ABOVE PHOTO: Jordan Miles in his Pittsburgh home. The trial for the police brutality lawsuit filed by the 18-year-old performing arts high school student is scheduled to start on Monday, July 16, 2012, with jury selection. (AP Photo/Keith Srakocic, File)
A federal prosecutor won’t reopen a criminal civil rights investigation into three white Pittsburgh police officers who were successfully sued by a young black man for wrongful arrest.
U.S. Attorney David Hickton said he respects the verdict returned Monday in a civil lawsuit filed by Jordan Miles, who was an 18-year-old performing arts high school student with no criminal record when he claimed police wrongfully beat and arrested him in January 2010.
The jury rejected Miles’ claim that police used excessive force, but awarded him $119,000 after finding the officers wrongly arrested him. Hickton said the verdict — which dealt with the same claims the FBI and Hickton’s office investigated — isn’t reason enough to reopen the criminal probe.
“The case was fully and exhaustively investigated,” said Hickton, who took office a few months after Miles’ arrest, and quickly established a unit to criminally investigate civil rights allegations. “The arrest of Jordan Miles was a troublesome and divisive event for the entire community. The jury has spoken. It’s time to heal.”
Miles’ civil attorney, Joel Sansone, criticized Hickton’s decision.
“He should realize the jury reached a compromise verdict that did nothing to exonerate these officers,” Sansone said.
Attorneys for officers David Sisak, Michael Saldutte and Richard Ewing — who now works for a suburban police department — have said reopening the criminal investigation makes no sense because the burden of proof is higher in a criminal case than it was in the lawsuit that prompted Monday’s civil verdict.
The officers maintain they did nothing wrong and simply stopped Miles because they thought he was a prowler. They acknowledge beating Miles, but only to subdue him after he ran from and fought with the officers, who believed a soda bottle in Miles’ coat pocket was a gun.

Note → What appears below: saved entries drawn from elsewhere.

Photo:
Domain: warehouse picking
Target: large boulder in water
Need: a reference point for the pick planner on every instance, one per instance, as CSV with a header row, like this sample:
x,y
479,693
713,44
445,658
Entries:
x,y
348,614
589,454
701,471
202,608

Miles denies having the bottle — let alone a gun — and contends the plainclothes officers assumed he was a drug dealer because of his dreadlocks and race, jumping out of their unmarked car without identifying themselves. Miles contends he resisted the officers only because he thought he was being robbed, not arrested.
Criminal charges including prowling, assault and resisting arrest were dismissed by a city magistrate who didn’t find the police version credible.